As pessoas hoje em dia estão mais ansiosas? Não são poucas as pessoas que hoje responderiam afirmativo para esta pergunta. Com uma rotina atribulada, informação vindas de todos os lados e o relógio parecendo correr contra o tempo muitos são aqueles que se envolvem numa espécie de corrida pessoal, esquecendo de viver o presente e angustiando-se por situações e eventos que não aconteceram

Medo e preocupação constantes também são indicativos desse transtorno que hoje afeta mais de 33% da população mundial, segundo dados da Organização Mundial da Saúde (OMS), sendo o Brasil líder no ranking dos países com maior número de ansiosos. Mas o que fazer para diminuir e tratar este problema que tem inviabilizado e prejudicado a qualidade de vida de vários brasileiros?

Segundo a psicóloga Regiane Sabú (CRP – 08/25295), da Clínica Conexão Humana em Curitiba, a psicoterapia é fundamental no tratamento, pois atua diretamente nas questões que dão origem ao incômodo do paciente.

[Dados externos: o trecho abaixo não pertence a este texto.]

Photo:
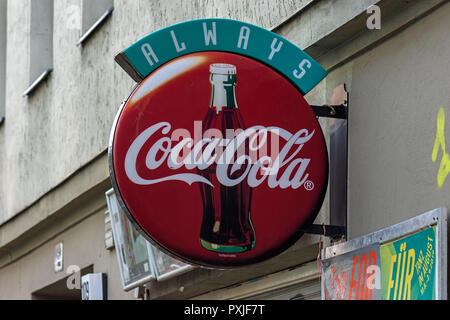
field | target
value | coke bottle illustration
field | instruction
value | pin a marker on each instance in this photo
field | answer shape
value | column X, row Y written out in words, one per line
column 226, row 224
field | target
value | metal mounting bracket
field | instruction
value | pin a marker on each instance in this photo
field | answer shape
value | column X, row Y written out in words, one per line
column 331, row 231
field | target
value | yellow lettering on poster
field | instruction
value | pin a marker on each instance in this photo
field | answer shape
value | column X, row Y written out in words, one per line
column 439, row 143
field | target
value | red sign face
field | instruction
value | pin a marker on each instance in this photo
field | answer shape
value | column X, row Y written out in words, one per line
column 219, row 160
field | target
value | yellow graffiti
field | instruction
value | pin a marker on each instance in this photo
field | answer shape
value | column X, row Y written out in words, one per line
column 444, row 168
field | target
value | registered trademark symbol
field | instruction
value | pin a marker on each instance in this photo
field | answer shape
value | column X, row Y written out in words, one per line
column 309, row 185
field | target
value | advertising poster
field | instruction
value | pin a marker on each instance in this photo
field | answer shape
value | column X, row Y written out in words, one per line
column 408, row 267
column 353, row 276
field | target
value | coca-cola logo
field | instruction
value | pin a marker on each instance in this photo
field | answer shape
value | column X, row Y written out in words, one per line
column 218, row 159
column 222, row 152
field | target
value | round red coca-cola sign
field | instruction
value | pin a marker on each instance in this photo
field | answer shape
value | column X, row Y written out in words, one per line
column 218, row 159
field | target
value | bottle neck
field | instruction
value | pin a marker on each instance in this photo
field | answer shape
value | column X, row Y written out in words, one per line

“O caminho da recuperação inicia no alívio dos sintomas e avança, principalmente, no tratamento da origem emocional da ansiedade, minimizando gradativamente a vulnerabilidade do paciente a este transtorno, à medida em que promove o fortalecimento dos aspectos pessoais positivos e potencializa o autoconhecimento e a autonomia do paciente”, defende Regiane.

Além disso, a famosa dupla “exercícios físicos e dieta balanceada” colabora para a diminuição dos sintomas, promovendo equilíbrio e bem-estar físico. Práticas como meditação e yoga, além de exercícios aeróbicos que estimulam o gasto energético também contribuem para a melhora da saúde mental.

O uso de psicotrópicos pode ser necessário em alguns casos, mas para isso, deve-se ter o acompanhamento médico associado ao psicoterápico.